Ma tant’è. Per il direttore generale dell’Asp, Giuseppe Giammanco, e per gli altri vertici della sanità etnea, quella dei “medici in prima linea” è diventata una priorità. Il manager, oltre a confermarci di essere stato sentito in procura, ribadisce le medesime rassicurazioni fornite al pm. Sulla notte maledetta di Trecastagni, in cui «il sistema di sicurezza è risultato perfettamente funzionante». Smentito, dunque, l’inconveniente delle batterie scariche nel dispositivo in dotazione al medico. «Sia il braccialetto sia il telefono funzionavano, come si evince dalle verifiche effettuate subito dopo i fatti dai colleghi della guardia medica, come peraltro risulta dai registri di servizio». Del resto, nei giorni precedenti , «non era arrivata alcuna segnalazione di particolari guasti o di necessità di manutenzione».

Giammanco garantisce anche che «tutte le sedi di guardia medica di nostra competenza risultano in regola con i requisiti minimi di sicurezza». Sbarre alle finestre e porte blindate, videosorveglianza (all’ingresso e nella sala d’attesa, «ma non nella stanza delle visite per ragioni di privacy»), telefono d’emergenza collegato con le forze dell’ordine. E poi il famoso “braccialetto”, «un device collegato al telefono per seguire i colleghi nelle visite a domicilio». E l’Asp «sta facendo anche qualcosa in più, non richiesto dal decreto assessoriale del 2010». È stato infatti deliberato l’acquisto di una sessantina di “ciondoli gps” (costo fra i 50 e i 70 euro l’uno): localizzatori, delle dimensioni di un portachiavi, collegati con le forze dell’ordine. L’idea delle guardie giurate (spesa di circa 8 milioni l’anno) è stata scartata perché «secondo una consolidata giurisprudenza il servizio sarebbe previsto per la tutela di beni mobili e immobili, ma non delle persone fisiche».
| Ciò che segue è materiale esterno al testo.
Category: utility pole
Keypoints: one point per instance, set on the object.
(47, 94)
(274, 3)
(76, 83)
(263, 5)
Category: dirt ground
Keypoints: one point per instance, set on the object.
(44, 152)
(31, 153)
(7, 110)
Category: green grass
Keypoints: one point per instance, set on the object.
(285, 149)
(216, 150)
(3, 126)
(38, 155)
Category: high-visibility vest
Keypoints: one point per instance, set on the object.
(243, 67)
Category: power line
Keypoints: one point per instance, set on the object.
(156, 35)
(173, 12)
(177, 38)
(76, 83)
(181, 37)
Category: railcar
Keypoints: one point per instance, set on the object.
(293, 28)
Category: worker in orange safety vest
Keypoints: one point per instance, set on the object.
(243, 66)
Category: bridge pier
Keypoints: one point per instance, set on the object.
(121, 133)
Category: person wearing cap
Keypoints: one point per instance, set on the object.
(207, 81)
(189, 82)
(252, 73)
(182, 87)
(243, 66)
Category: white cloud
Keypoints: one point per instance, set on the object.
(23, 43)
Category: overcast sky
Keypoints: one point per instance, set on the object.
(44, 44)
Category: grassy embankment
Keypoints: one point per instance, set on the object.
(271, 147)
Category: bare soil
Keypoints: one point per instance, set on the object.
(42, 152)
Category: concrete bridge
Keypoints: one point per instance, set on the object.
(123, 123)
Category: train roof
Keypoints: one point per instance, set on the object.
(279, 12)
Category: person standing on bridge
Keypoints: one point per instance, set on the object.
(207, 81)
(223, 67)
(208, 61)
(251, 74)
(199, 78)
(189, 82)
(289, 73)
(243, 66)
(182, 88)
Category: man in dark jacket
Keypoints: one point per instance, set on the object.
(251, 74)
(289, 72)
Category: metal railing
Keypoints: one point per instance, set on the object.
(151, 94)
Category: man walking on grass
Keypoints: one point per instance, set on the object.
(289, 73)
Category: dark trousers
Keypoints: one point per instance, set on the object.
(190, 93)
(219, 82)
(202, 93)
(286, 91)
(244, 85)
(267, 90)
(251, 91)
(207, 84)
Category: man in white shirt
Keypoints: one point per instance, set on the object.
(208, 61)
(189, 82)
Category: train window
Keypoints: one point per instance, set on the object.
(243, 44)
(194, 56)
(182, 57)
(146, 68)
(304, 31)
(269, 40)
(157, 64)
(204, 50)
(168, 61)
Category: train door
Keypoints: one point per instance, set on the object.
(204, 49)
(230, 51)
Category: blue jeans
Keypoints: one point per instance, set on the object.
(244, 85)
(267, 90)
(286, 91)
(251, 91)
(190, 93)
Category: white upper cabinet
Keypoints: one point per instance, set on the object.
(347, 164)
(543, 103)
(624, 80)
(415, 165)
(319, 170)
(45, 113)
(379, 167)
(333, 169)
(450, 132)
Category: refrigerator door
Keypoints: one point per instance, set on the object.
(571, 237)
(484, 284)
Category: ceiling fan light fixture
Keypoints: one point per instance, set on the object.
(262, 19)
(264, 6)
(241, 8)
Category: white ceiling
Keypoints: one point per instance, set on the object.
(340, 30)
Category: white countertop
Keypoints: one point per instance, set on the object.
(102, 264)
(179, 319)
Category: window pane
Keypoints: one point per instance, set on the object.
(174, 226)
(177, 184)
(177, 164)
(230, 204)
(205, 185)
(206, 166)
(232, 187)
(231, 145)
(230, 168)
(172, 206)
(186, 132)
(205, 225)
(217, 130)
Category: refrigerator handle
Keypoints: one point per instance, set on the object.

L’Asp dialoga con gli operatori: «Abbiamo inviato – dice il direttore – una “check-list” per segnalare eventuali problemi». E ciò, sussurrano, subito dopo i primi blitz dei carabinieri.

Infine il dialogo con la Regione. «Venti giorni fa – rivela Giammanco – abbiamo inviato in assessorato una proposta di rifunzionalizzazione delle guardie mediche». Con le ipotesi di «accorpamento di sedi ravvicinate», ma anche «l’integrazione, come già avviene a Vizzini, della guardia medica con 118 e Pte», oltre all’ipotesi di «medicalizzare le ambulanze».